The lookup tables contain two additional ‘audit’ field:
- A string source field, denoting the system from which the term was originally taken. Terms created by the MDR team are labelled as ‘ECRIN’
- A date date_added field, that indicates the date a category was agreed as being required by the MDR system (though full implementation may be later). If a term has been proposed but not yet agreed this date is null.
The study_types table, below, illustrates how this structure works in the case of study categories.
id | name | description | list_order | source | date_added |
---|---|---|---|---|---|
0 | Not yet known | Dummy value supplied by default on entity creation. | 99 | ECRIN | 2019-02-08 |
11 | Interventional | A clinical trial. | 10 | ClinicalTrials.gov | 2019-02-08 |
12 | Observational | Any form of non-interventional research. | 20 | ClinicalTrials.gov | 2019-02-08 |
13 | Observational Patient Registry | Collecting data for a designated registry. | 30 | ClinicalTrials.gov | 2019-02-08 |
14 | Expanded access | Off label usage of a new product for individuals. | 40 | ClinicalTrials.gov | 2019-02-08 |
15 | Funded programme | With a single or linked series of grants. | 50 | ClinicalTrials.gov | 2019-02-08 |
At present the MDR system contains 29 look up tables, with most indicating that they refer to categorised fields by their name, usually <something>_types, occasionally _codes, categories or _classes.
- study attributes (study_types, study_statuses, gender_eligibility_types)
- study features (feature_types and categories of phase, allocation method, masking, time perspective etc.)
- study_relationship_types
- object_classes
- object_types
- object_filter_types
- object_access_types
- object_instance_types
- object_relationship_types
- contribution_types
- dataset_consent_types
- dataset_de-identification_levels
- dataset_record_key_types
- date_types
- description_types
- doi_status_types
- identifier_types
- language_codes
- language_usage_types
- resource_types
- title_types
- topic_types
- topic_vocabularies
- units (for size and time)
- composite_hash_types
Each of these tables is described in more detail on its own wiki page.

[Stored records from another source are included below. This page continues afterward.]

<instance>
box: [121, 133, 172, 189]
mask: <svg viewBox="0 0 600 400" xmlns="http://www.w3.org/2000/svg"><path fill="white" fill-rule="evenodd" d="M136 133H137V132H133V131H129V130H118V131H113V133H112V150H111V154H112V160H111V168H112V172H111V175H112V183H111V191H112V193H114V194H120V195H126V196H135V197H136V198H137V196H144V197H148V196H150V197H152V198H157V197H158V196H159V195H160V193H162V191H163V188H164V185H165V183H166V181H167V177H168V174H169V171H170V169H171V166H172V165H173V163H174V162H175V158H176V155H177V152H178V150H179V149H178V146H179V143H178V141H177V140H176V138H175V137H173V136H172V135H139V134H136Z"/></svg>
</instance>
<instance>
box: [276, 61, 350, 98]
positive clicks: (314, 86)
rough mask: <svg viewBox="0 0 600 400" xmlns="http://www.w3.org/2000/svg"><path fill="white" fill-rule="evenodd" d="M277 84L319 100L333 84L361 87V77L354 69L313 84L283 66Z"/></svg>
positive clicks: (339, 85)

Another potential use of controlled vocabularies relates to organisations and people. References to both of these entities are often confused because any organisation or person may be known by a variety of names. The very large numbers of organisations and people in the MDR system, however, mean that it is impractical to provide codes for them all, or try to match all the names in source systems to those codes. Some degree of matching of organisations may be possible in the future. The problems of people and organisation representation are described in another section.